Sverre Gullesen / Gerd Tinglum / Alina Vergnano
The show ‘Fragments of the past, shadows of the future’ feature works by Sverre Gullesen, Gerd Tinglum and Alina Vergnano. In the meeting between Vergano’s large canvas and dynamic strokes, Tinglum’s series of grids consisting of circles and color fields and Gullesen’s organic forms locked in concrete, we are invited into a dialogue between the controlled and the uncontrolled, what has been, what is, and what may come.
Tinglum’s series ‘Om Arv’ (About Heritage) has an immediate visual character where the use of bright colors, circles and square color fields gives associations to games, various diagrams and systems. Our gaze wanders between the different combinations. In the space between what is experienced as constant and what is experienced as variables, we begin to search for a system, and in the system for meaning. The title ‘Om Arv’ gives us a hint of what this underlying matter might be. Here, the infinite visual variations of heritage that we are all living examples of, or the often more invisible heritage that we carry with us and pass on, are explored. The paths our thoughts can take are long and many, and the experience of the works is transformed from the immediate and purely visual to a search in- and between the forms, in a possible complex biological as well as emotionally charged matter.
In the encounter with Vergano’s large canvases and dynamic strokes, we are pulled out of our thoughts and placed into the body. The strokes almost undulate through us and draw us into a flow, into the movement itself. We feel the stroke within us and we recognize it; in the shapes and movements of our own body, but also in the concrete dust of the construction site that forms the most beautiful visual dance when it is lifted up and played with by the wind, we recognize it in the water that we see trickling under the ice in spring, in the water that violently breaks through a dam, we recognize it in the flame of the candle that flickers on the dinner table when the window is opened, in schools of fish on the seabed, flocks of birds in the sky, in the child's hair that waves in the bathtub water. There is something poetic and at the same time brutal in how the lines in Vergano’s works arise and disappear, how the strength varies between the resolutely powerful and the lightly flowing, how the strokes seemingly with the greatest naturalness in the world dare to accommodate everything and nothing.

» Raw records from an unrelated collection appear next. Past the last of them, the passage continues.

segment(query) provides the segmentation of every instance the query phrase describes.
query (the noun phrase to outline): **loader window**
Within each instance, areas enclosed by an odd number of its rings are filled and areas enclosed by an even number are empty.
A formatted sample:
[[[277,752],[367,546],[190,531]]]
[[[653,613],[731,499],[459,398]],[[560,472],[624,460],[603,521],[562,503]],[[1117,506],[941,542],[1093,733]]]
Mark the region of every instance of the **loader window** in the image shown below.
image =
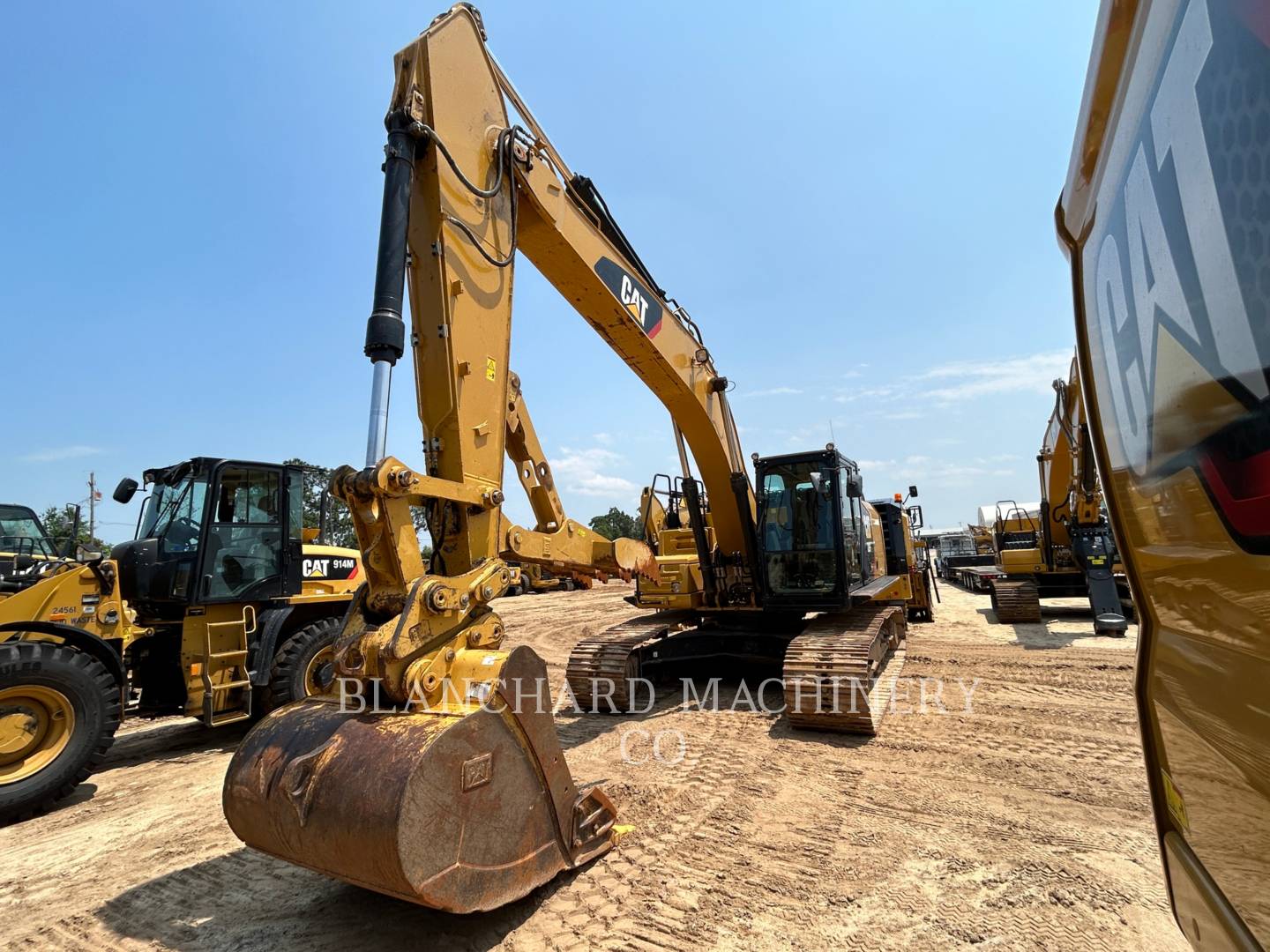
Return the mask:
[[[157,484],[146,499],[137,538],[157,538],[163,555],[193,552],[203,524],[207,484],[193,477]]]
[[[221,470],[203,562],[206,598],[281,593],[286,529],[278,513],[279,489],[277,470]]]
[[[833,592],[838,584],[834,473],[819,463],[779,466],[763,477],[758,532],[776,594]]]
[[[50,539],[36,514],[24,505],[0,505],[0,552],[53,557]]]

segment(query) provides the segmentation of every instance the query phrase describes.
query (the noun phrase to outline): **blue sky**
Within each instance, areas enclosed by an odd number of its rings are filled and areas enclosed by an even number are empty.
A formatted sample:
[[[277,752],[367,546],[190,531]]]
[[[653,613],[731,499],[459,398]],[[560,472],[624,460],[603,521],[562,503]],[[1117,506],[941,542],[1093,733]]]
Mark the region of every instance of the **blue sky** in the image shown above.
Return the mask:
[[[832,425],[869,495],[917,482],[940,526],[1036,498],[1095,0],[480,9],[735,381],[747,453]],[[79,500],[90,470],[108,496],[193,454],[361,463],[392,53],[439,11],[8,11],[0,499]],[[512,352],[570,514],[634,512],[676,467],[667,414],[527,261]],[[399,372],[390,449],[415,461],[410,391]],[[124,538],[135,504],[100,518]]]

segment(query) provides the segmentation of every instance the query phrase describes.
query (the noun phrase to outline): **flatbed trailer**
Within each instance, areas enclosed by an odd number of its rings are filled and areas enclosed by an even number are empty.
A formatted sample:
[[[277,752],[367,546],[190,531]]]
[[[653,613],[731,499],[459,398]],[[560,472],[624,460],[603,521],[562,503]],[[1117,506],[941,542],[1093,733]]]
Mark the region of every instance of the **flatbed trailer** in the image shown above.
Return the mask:
[[[996,565],[961,565],[952,570],[952,581],[970,592],[992,592],[992,583],[1005,578]]]
[[[992,566],[997,564],[997,557],[988,552],[986,555],[947,556],[940,560],[940,578],[947,581],[956,581],[961,569]]]

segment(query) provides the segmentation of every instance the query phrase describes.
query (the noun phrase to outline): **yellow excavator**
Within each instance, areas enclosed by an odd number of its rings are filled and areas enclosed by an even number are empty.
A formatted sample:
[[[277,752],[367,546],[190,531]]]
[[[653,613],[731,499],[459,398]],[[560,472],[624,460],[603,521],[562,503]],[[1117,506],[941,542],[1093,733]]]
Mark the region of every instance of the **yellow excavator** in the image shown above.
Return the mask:
[[[1066,381],[1054,381],[1054,411],[1036,454],[1040,508],[997,503],[992,531],[997,571],[992,609],[998,622],[1039,622],[1043,598],[1090,599],[1096,635],[1121,636],[1132,602],[1121,593],[1123,571],[1111,524],[1102,512],[1102,486],[1093,462],[1076,360]]]
[[[1266,6],[1104,0],[1086,75],[1057,225],[1168,895],[1270,947]]]
[[[594,183],[569,170],[472,6],[433,20],[394,67],[364,345],[366,463],[331,480],[352,512],[366,584],[335,644],[339,689],[258,724],[230,764],[224,805],[257,849],[474,911],[588,862],[615,836],[612,802],[570,776],[542,660],[503,646],[491,603],[512,584],[508,562],[639,576],[634,598],[654,613],[574,650],[579,699],[622,694],[627,675],[667,655],[756,652],[784,659],[795,725],[872,732],[879,692],[902,661],[900,651],[883,671],[906,635],[912,536],[904,506],[867,503],[859,467],[832,444],[754,457],[756,494],[728,381],[701,331]],[[517,253],[669,411],[690,524],[663,531],[655,557],[560,506],[508,369]],[[385,447],[390,374],[406,341],[424,433],[418,471]],[[533,528],[503,515],[504,453]],[[411,506],[427,514],[427,564]]]

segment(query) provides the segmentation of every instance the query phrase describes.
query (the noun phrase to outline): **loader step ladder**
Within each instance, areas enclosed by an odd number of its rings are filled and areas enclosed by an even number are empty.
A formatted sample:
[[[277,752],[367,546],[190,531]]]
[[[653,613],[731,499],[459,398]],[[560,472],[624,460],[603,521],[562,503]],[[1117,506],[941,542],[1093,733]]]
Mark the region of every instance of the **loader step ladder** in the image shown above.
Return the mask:
[[[218,727],[222,724],[245,721],[251,716],[251,679],[248,673],[248,635],[255,631],[255,609],[243,607],[243,617],[229,622],[207,622],[203,627],[203,724]],[[216,637],[213,637],[213,635]],[[212,650],[212,645],[232,645]],[[217,679],[218,678],[218,679]],[[221,696],[239,691],[239,707],[217,710]]]

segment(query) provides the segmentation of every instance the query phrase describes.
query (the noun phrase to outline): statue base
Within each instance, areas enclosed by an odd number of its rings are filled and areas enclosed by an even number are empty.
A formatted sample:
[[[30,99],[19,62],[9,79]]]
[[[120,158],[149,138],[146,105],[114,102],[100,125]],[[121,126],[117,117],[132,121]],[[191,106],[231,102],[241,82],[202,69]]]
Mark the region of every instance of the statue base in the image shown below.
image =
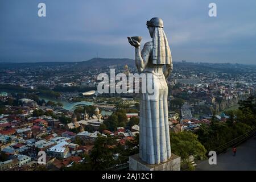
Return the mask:
[[[148,164],[141,159],[139,154],[129,157],[130,171],[180,171],[180,157],[172,154],[167,162],[158,164]]]

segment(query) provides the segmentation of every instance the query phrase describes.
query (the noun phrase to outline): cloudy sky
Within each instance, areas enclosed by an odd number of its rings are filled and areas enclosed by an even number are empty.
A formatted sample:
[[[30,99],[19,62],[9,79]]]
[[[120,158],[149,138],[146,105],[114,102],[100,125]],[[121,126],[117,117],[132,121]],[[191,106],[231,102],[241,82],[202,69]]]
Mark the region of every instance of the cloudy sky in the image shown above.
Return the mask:
[[[46,17],[38,5],[46,5]],[[217,5],[217,17],[208,5]],[[128,36],[150,40],[162,18],[173,60],[256,64],[255,0],[1,0],[0,61],[134,58]]]

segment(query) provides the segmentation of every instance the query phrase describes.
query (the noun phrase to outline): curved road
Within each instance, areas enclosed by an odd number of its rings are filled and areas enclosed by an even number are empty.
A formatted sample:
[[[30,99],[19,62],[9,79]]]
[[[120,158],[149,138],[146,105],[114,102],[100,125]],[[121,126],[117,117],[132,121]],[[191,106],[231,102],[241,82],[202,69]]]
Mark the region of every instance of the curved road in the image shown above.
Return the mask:
[[[196,167],[196,171],[255,171],[256,136],[237,147],[237,155],[233,156],[232,148],[217,156],[217,164],[210,165],[206,160]]]

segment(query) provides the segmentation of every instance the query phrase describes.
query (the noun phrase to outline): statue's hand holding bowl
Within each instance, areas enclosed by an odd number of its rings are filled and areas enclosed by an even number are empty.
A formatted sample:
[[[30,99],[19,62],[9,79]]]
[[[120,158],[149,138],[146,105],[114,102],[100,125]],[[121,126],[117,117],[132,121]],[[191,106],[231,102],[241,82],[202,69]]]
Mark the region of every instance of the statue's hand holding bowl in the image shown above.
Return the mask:
[[[135,47],[138,47],[141,46],[141,42],[142,40],[142,37],[141,36],[129,36],[128,41],[129,43]]]

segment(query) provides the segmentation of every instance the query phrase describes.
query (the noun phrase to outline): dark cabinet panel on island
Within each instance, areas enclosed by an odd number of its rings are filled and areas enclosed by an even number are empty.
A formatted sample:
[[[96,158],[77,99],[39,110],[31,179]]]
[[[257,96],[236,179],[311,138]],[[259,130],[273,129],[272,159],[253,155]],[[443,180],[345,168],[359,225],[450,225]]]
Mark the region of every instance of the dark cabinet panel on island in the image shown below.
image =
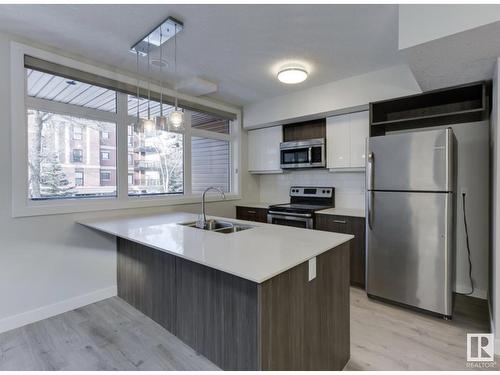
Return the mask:
[[[236,206],[236,219],[267,223],[267,209],[259,207]]]
[[[256,283],[119,238],[118,296],[223,370],[340,371],[350,245]]]
[[[316,214],[316,228],[328,232],[352,234],[351,285],[365,287],[365,218]]]

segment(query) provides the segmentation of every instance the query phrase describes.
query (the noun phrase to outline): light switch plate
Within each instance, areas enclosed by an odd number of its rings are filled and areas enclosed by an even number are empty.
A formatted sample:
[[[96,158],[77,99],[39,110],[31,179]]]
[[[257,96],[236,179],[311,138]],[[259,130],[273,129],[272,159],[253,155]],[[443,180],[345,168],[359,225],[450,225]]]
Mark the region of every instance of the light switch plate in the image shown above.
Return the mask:
[[[316,257],[309,259],[309,281],[316,278]]]

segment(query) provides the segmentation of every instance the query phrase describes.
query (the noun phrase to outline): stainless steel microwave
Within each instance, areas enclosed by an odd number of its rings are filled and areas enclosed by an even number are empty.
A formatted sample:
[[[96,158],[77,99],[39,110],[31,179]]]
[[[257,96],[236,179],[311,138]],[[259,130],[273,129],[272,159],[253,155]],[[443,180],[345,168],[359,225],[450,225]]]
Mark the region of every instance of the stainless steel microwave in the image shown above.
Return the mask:
[[[280,143],[282,169],[324,168],[326,166],[325,139]]]

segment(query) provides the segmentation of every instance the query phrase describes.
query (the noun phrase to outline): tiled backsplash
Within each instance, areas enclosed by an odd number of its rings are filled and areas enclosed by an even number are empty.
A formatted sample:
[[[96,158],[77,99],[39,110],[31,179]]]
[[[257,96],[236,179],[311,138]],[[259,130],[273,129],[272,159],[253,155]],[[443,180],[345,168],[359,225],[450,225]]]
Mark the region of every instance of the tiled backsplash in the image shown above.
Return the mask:
[[[308,169],[283,174],[260,176],[260,201],[285,203],[289,201],[290,186],[333,186],[335,206],[343,208],[365,207],[365,174],[342,173]]]

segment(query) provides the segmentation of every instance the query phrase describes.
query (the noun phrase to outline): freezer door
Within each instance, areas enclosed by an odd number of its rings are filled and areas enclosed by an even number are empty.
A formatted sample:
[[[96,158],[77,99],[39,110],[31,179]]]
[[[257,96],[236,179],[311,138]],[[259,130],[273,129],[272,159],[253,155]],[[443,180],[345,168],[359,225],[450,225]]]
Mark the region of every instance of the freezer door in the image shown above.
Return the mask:
[[[367,292],[452,313],[452,193],[367,192]]]
[[[451,129],[369,138],[368,190],[453,190]]]

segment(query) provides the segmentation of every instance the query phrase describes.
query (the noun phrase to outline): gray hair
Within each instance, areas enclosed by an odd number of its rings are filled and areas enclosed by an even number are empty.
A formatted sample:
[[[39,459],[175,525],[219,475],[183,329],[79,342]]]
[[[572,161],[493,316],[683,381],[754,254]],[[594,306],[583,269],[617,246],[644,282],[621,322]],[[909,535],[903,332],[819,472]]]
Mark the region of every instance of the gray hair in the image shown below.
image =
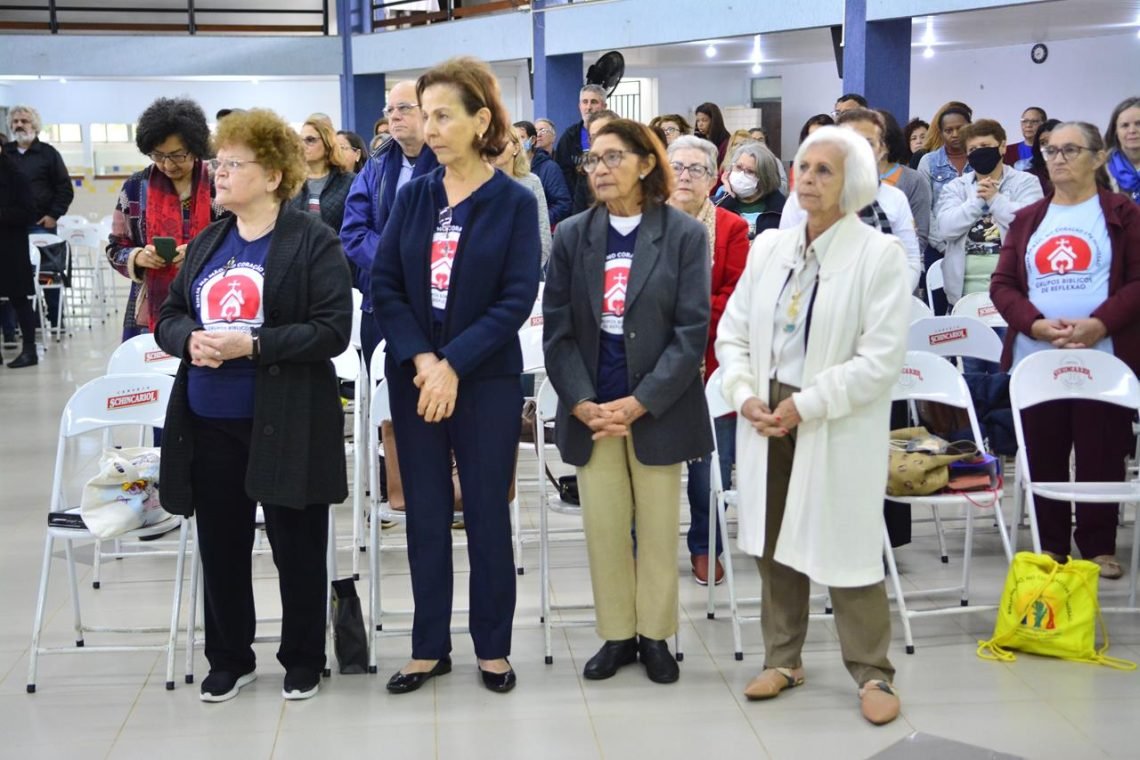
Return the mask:
[[[727,171],[732,171],[733,164],[740,161],[741,156],[751,156],[756,162],[756,190],[762,197],[780,189],[780,161],[766,145],[758,140],[746,140],[738,145],[732,152]]]
[[[839,195],[839,210],[849,214],[870,205],[879,191],[879,162],[871,145],[855,130],[821,126],[800,144],[793,165],[798,167],[804,154],[821,145],[833,146],[844,156],[844,190]]]
[[[716,182],[716,146],[705,138],[695,134],[682,134],[669,144],[666,155],[673,161],[673,154],[677,150],[700,150],[705,154],[705,167],[709,171],[709,177]]]
[[[39,134],[43,130],[43,120],[40,119],[40,112],[32,106],[13,106],[8,109],[8,129],[11,130],[11,119],[16,114],[27,114],[32,120],[32,130]]]
[[[606,100],[605,88],[601,84],[584,84],[583,88],[578,90],[578,95],[581,95],[583,92],[593,92],[601,98],[602,103],[605,103]]]

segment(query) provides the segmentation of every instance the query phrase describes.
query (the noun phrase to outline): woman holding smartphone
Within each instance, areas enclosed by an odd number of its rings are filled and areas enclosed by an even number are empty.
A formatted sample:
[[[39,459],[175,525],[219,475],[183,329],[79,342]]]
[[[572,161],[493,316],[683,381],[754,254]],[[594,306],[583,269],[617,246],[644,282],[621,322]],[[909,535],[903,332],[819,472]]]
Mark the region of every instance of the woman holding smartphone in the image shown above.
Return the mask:
[[[124,341],[154,330],[186,244],[223,213],[213,202],[210,128],[197,103],[158,98],[139,116],[135,144],[154,163],[123,182],[107,243],[111,265],[131,280]]]

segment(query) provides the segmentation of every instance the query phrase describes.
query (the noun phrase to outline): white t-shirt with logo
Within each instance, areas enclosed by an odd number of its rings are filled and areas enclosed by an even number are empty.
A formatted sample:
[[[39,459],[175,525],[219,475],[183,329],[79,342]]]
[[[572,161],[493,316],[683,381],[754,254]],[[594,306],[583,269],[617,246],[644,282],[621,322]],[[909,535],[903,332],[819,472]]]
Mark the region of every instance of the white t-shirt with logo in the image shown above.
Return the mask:
[[[1051,204],[1025,252],[1028,299],[1045,319],[1085,319],[1108,300],[1113,247],[1099,196],[1075,206]],[[1018,335],[1013,362],[1052,345]],[[1113,352],[1106,337],[1092,346]]]

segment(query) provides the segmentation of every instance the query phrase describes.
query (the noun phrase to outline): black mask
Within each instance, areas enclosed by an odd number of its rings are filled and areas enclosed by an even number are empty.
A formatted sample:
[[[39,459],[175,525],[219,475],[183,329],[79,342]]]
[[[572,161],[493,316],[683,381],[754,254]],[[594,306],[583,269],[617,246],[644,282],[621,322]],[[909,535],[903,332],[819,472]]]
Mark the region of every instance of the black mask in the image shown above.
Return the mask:
[[[988,174],[1001,163],[1001,152],[997,148],[975,148],[966,161],[977,173]]]

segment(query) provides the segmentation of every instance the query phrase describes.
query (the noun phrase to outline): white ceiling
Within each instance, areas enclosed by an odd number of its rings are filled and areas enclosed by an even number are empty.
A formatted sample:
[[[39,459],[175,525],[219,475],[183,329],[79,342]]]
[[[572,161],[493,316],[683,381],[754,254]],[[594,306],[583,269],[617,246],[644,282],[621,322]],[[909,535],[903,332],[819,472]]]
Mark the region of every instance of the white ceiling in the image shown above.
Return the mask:
[[[912,46],[925,47],[926,16],[913,19]],[[969,10],[930,17],[934,49],[962,50],[1072,40],[1140,30],[1140,0],[1053,0],[1035,5]],[[705,49],[715,43],[717,55]],[[622,50],[627,66],[740,66],[752,63],[754,36],[697,40]],[[604,50],[585,54],[587,62]],[[831,31],[826,27],[764,34],[760,60],[772,65],[833,60]],[[1140,40],[1137,48],[1140,72]]]

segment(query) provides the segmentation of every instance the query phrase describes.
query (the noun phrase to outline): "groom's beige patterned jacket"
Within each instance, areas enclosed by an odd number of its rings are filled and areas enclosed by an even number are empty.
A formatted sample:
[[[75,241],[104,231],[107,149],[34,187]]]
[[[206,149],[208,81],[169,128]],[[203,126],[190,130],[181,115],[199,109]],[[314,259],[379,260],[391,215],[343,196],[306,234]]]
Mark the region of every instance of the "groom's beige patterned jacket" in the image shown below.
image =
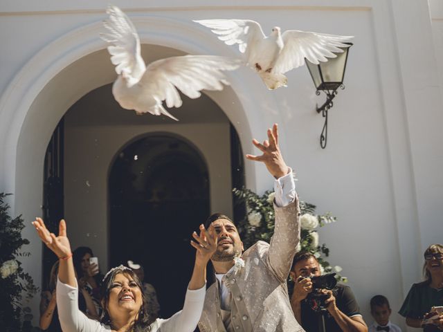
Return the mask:
[[[208,288],[201,332],[298,332],[304,331],[294,317],[287,292],[296,248],[300,242],[300,208],[294,201],[283,208],[274,204],[275,226],[271,243],[259,241],[246,250],[244,266],[232,269],[223,282],[230,290],[230,321],[225,326],[220,308],[219,282]]]

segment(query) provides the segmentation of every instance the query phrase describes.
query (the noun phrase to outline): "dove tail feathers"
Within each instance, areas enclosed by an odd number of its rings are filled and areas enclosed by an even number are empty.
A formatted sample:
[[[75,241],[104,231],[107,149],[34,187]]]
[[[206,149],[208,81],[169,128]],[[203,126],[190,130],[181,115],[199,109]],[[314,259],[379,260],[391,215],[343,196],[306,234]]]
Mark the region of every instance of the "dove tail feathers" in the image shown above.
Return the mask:
[[[281,86],[287,86],[288,79],[283,74],[272,73],[259,73],[261,79],[269,90],[275,90]]]

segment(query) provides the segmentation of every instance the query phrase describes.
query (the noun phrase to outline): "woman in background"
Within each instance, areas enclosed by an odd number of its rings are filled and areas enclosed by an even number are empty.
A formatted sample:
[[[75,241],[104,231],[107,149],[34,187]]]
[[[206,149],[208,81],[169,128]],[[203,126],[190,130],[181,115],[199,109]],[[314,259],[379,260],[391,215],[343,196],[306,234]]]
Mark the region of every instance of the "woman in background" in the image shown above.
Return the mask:
[[[195,232],[191,241],[196,248],[195,262],[182,311],[167,320],[152,320],[146,313],[140,280],[129,268],[120,266],[105,276],[101,322],[89,319],[78,309],[78,288],[69,240],[64,220],[59,225],[59,236],[50,233],[43,220],[36,219],[33,225],[42,241],[59,257],[57,305],[60,325],[69,332],[192,332],[200,319],[206,293],[206,265],[217,250],[217,234],[211,227],[206,232],[200,225],[199,236]],[[165,246],[168,246],[167,234]],[[122,245],[124,245],[123,243]]]
[[[424,327],[424,316],[434,306],[443,306],[443,246],[432,244],[424,252],[425,280],[413,284],[399,313],[411,327]],[[443,314],[435,315],[433,323],[443,329]]]

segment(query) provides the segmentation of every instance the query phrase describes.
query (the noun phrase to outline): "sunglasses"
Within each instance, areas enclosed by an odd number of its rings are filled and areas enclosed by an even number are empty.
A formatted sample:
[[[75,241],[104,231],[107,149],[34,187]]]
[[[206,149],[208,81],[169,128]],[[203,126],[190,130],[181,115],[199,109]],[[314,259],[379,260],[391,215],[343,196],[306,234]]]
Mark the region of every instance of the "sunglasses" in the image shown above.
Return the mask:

With their organic forms locked in concrete, Gullesen’s wall works exist in the landscape between the historical and brutal, but also the poetic and natural. In the surface of the works, the eye plays in the organic forms, colors and the various fragments that come to light, while one can almost feel how cold and smooth the same surface would feel under our fingertips, we can feel the weight of the stone, of concrete, in the body. Each individual square that together makes up Gullesen’s wall sculptures is a cross-section of natural elements such as pieces of stone and slag cast together with concrete in tight frames. The smooth surface with varying organic forms gives associations to biological cross-sections that are placed under the researcher’s microscope. Several stories are cemented together here; the stone as a cut-off from other projects, but also the history of concrete, from its origin as stone but also how it has been used as a building material in architectural history and the Norwegian post-war period. In these buildings, as well as in Gullesen’s work, one can find the beauty in the gray, the sober, in the stone. Thoughts go to how stone and rock have been a part of how people have sought shelter since the dawn of time.